EXEL

Gem Version Code Climate Test Coverage Build Status Documentation

EXEL is the Elastic eXEcution Language, a simple Ruby DSL for creating processing jobs that can be run on a single machine, or scaled up to run on dozens of machines with no changes to the job itself. To run a job on more than one machine, simply install EXEL async and remote provider gems to integrate with your preferred platforms. The currently implemented providers so far are:

Async Providers

Remote Providers

Installation

Add this line to your application's Gemfile:

gem 'exel'

And then execute:

$ bundle

Or install it yourself as:

$ gem install exel

Usage

Processors

A processor can be any class that provides the following interface:

class MyProcessor
  def initialize(context)
    # typically context is assigned to @context here
  end

  def process(block)
    # do your work here
  end
end

Processors are initialized immediately before #process is called, allowing them to set up any state that they need from the context. The #process method is where your processing logic will be implemented. Processors should be focused on performing one particular aspect of the processing that you want to accomplish, allowing your job to be composed of a sequence of small processing steps. If a block was given in the call to process in the job DSL, it will be passed as the argument to #process and can be run with: block.run(@context)

The Context

The Context class has a Hash-like interface and acts as shared storage for the various processors that make up a job. Processors take their expected inputs from the context, and place any resulting outputs there for subsequent processors to access. Values are typically placed in the context through the following means:

  • Initial context set up before the job is run
  • Arguments passed to processors in the job DSL
  • Outputs assigned by processors during processing

If you use EXEL with an async provider, such as exel-sidekiq, and a remote provider, such as exel-s3, a context switch will occur when the async instruction is executed. Context shifts involve serializing the context and uploading it via the remote provider, then downloading and deserializing it when the async block is eventually run. This allows the processors to pass the results of their process through the sequence of processors in the job, without having to be concerned with when, where, or how those processors will be run.

Supported Instructions

  • process Executes the given processor class (specified by the :with option), given the current context and any additional arguments provided
  • split Splits the input data into 1000 line chunks and run the given block for each chunk. Assumes that the input data is a CSV formatted file referenced by context[:resource]. When each block is run, context[:resource] will reference to the chunk file.
  • async Asynchronously runs the given block. Uses the configured async provider to execute the block.
  • run Runs the job specified by the :job option. The job will run using the current context.
  • listen Registers an event listener. See the Events section below for more detail.

Example job

EXEL::Job.define :example_job do
  # Download a large CSV data file
  process with: FTPDownloader, host: ftp.example.com, path: context[:file_path]

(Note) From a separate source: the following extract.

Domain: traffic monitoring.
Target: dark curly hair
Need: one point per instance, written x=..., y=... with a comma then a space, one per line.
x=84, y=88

  # split it into smaller 1000 line files
  split do
    # for each file asynchronously run the following sequence of processors
    async do  
      process with: RecordLoader # convert each row of data into your domain model
      process with: SomeProcessor # apply some additional processing to each record
      process with: RecordSaver # write this batch of records to your database
      process with: ExternalServiceProcessor # interact with some service, ex: updating a search index
    end
  end
end

Elsewhere in your application, you could run this job as follows:

def run_example_job(file_path)
  # context can also be passed as a Hash
  context = EXEL::Context.new(file_path: file_path, user: 'username')
  EXEL::Job.run(:example_job, context)
end

Events

Event listeners can be registered using the listen instruction:

listen for: :my_event, with: MyEventListener

The event listener must implement a method with the same name as the event which accepts two arguments: the context and any data passed when the event was triggered:

class MyEventListener
  def self.my_event(context, data)
    # handle event
  end
end

To trigger an event, include the EXEL::Events module and call #trigger with the event name and data:

include EXEL::Events

def process(_block)
  # trigger event and optionally pass data to the event listener
  trigger :my_event, foo: 'bar'
end

Middleware

Middleware is code configured to run around each processor execution. It is modelled after Rack and Sidekiq. Custom middleware can be added as follows:

EXEL.configure do |config|
  config.middleware.add(MyMiddleware)
  config.middleware.add(AnotherMiddleware, 'constructor arg')
end

Middleware can be any class that implements a call method that includes a call to yield:

class MyMiddleware
  def call(processor_class, context, args)
    puts 'before process'

    # must yield so other middleware and processor will run
    yield

    puts 'after process'
  end
end

The call method will be passed the class of the processor that will be executed, the current context, and any args that were passed to the processor in the job definition.

Contributing

  1. Fork it ( https://github.com/[my-github-username]/exel/fork )
  2. Create your feature branch (git checkout -b my-new-feature)
  3. Commit your changes (git commit -am 'Add some feature')
  4. Push to the branch (git push origin my-new-feature)
  5. Create a new Pull Request